Real-time prediction by data-driven models applied to induction heating process

Abstract

Data-driven modeling approach constitutes an appealing alternative to the finite element method for optimizing complex multiphysics parametrized problems. In this context, this paper aims at proposing a parametric solution for the temperature-time evolution during the multiphysics induction heating process by using a data-driven non-intrusive modeling approach. To achieve this goal, firstly, a set of synthetic solutions was collected, at some sparse sensors in the space domain and for properly selected process parameters, by solving the full-order finite element models using FORGE® software. Then, the gappy proper orthogonal decomposition method was used to complete the missing data.

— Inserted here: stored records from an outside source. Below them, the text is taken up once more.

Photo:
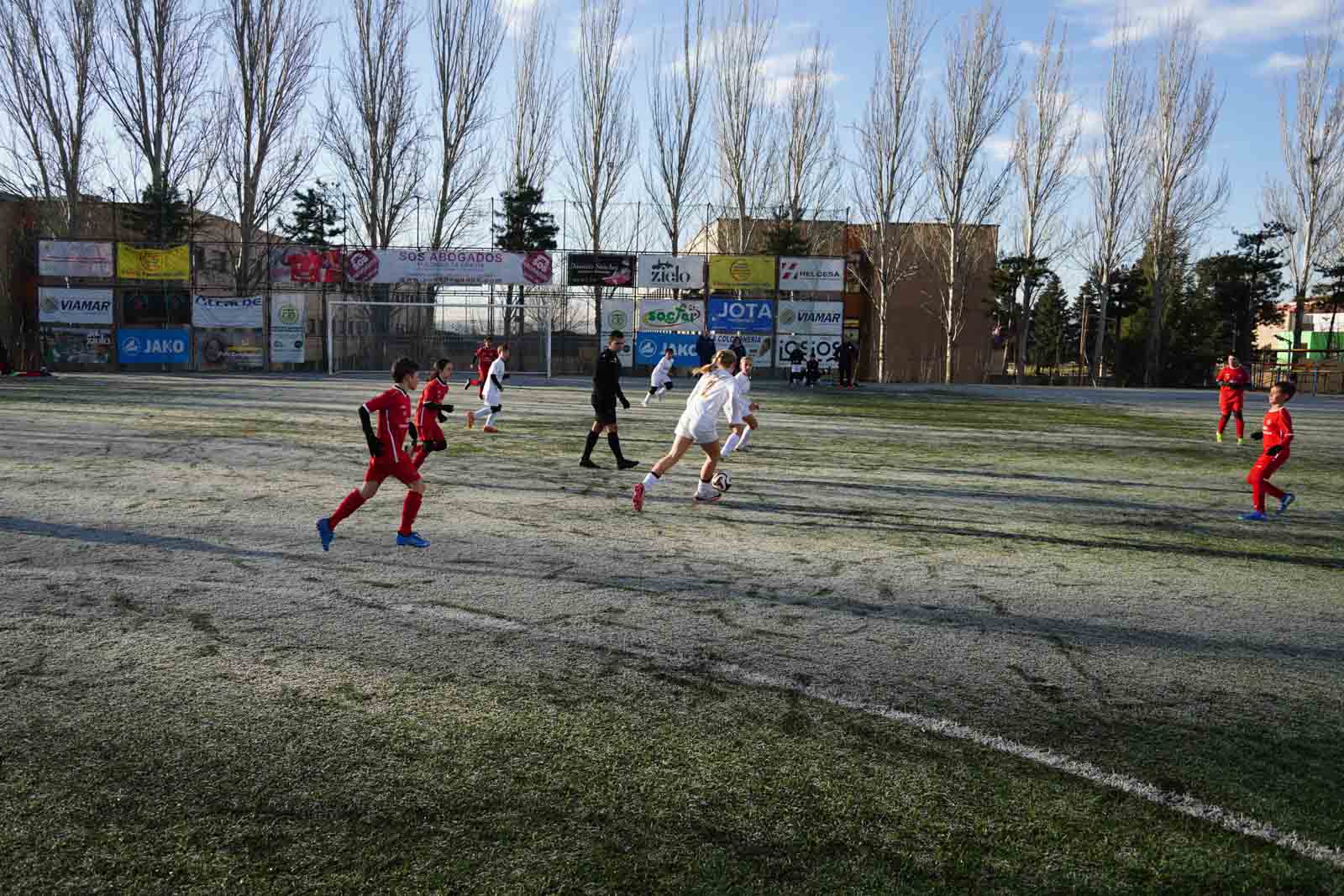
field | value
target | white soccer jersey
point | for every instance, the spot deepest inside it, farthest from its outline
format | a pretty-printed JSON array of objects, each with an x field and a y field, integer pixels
[
  {"x": 496, "y": 372},
  {"x": 662, "y": 374},
  {"x": 712, "y": 396}
]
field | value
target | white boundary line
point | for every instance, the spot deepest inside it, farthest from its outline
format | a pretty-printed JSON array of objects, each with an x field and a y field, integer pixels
[{"x": 1183, "y": 804}]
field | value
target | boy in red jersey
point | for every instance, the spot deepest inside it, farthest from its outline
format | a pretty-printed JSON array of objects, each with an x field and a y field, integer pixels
[
  {"x": 1277, "y": 434},
  {"x": 432, "y": 411},
  {"x": 386, "y": 457},
  {"x": 486, "y": 356},
  {"x": 1233, "y": 379}
]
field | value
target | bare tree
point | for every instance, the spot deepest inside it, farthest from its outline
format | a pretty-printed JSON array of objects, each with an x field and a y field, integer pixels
[
  {"x": 745, "y": 125},
  {"x": 49, "y": 65},
  {"x": 675, "y": 170},
  {"x": 1043, "y": 156},
  {"x": 373, "y": 129},
  {"x": 889, "y": 168},
  {"x": 1115, "y": 181},
  {"x": 155, "y": 81},
  {"x": 1310, "y": 203},
  {"x": 465, "y": 40},
  {"x": 270, "y": 49},
  {"x": 979, "y": 92},
  {"x": 811, "y": 170},
  {"x": 537, "y": 97},
  {"x": 1182, "y": 197},
  {"x": 604, "y": 130}
]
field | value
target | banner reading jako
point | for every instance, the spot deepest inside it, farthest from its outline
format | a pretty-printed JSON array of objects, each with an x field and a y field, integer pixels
[{"x": 457, "y": 266}]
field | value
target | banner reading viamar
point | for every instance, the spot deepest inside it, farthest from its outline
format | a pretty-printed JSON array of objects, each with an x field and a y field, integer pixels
[{"x": 649, "y": 347}]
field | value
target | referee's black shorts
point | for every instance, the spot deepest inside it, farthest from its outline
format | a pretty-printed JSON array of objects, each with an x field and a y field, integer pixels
[{"x": 604, "y": 410}]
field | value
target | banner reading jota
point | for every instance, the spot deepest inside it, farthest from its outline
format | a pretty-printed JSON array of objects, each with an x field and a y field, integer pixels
[
  {"x": 743, "y": 271},
  {"x": 74, "y": 305},
  {"x": 671, "y": 315},
  {"x": 154, "y": 264},
  {"x": 586, "y": 269},
  {"x": 64, "y": 258},
  {"x": 741, "y": 315},
  {"x": 671, "y": 271},
  {"x": 812, "y": 275},
  {"x": 454, "y": 266}
]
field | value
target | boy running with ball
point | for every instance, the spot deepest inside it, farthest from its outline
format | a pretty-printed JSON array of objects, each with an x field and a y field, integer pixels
[
  {"x": 386, "y": 457},
  {"x": 1277, "y": 434}
]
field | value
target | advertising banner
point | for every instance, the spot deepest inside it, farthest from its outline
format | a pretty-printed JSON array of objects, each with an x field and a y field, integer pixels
[
  {"x": 154, "y": 264},
  {"x": 671, "y": 271},
  {"x": 741, "y": 315},
  {"x": 743, "y": 271},
  {"x": 456, "y": 266},
  {"x": 74, "y": 305},
  {"x": 827, "y": 348},
  {"x": 810, "y": 318},
  {"x": 618, "y": 313},
  {"x": 815, "y": 275},
  {"x": 286, "y": 328},
  {"x": 154, "y": 345},
  {"x": 77, "y": 344},
  {"x": 649, "y": 347},
  {"x": 586, "y": 269},
  {"x": 304, "y": 265},
  {"x": 244, "y": 311},
  {"x": 230, "y": 349},
  {"x": 759, "y": 348},
  {"x": 62, "y": 258},
  {"x": 671, "y": 315}
]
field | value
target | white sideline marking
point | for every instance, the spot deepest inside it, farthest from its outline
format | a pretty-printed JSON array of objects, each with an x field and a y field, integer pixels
[{"x": 1184, "y": 804}]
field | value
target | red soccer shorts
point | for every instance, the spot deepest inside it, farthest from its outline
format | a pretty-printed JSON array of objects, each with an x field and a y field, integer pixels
[{"x": 381, "y": 468}]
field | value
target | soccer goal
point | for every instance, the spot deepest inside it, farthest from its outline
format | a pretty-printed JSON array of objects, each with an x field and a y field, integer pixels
[{"x": 367, "y": 336}]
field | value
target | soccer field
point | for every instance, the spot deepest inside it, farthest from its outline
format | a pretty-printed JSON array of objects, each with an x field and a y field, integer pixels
[{"x": 934, "y": 640}]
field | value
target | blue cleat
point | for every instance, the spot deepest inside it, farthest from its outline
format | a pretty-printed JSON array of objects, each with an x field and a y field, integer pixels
[
  {"x": 412, "y": 540},
  {"x": 324, "y": 532}
]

Next, the proper orthogonal decomposition method coupled with the nonlinear sparse proper generalized decomposition regression method was applied to find a low-dimensional space onto which the original solutions were projected and a model for the low-dimensional representations was, therefore, created. Hence, a real-time prediction of the temperature-time evolution and for any new process parameters could be efficiently computed at the predefined positions (sensors) in the space domain. Finally, spatial interpolation was carried out to extend the solutions everywhere in the spatial domain by applying a strategy based on the nonlinear dimensionality reduction by locally linear embedding method and the proper orthogonal decomposition method with radial basis functions interpolation. It was shown that the results are promising and the applied approaches provide good approximations in the low-data limit case.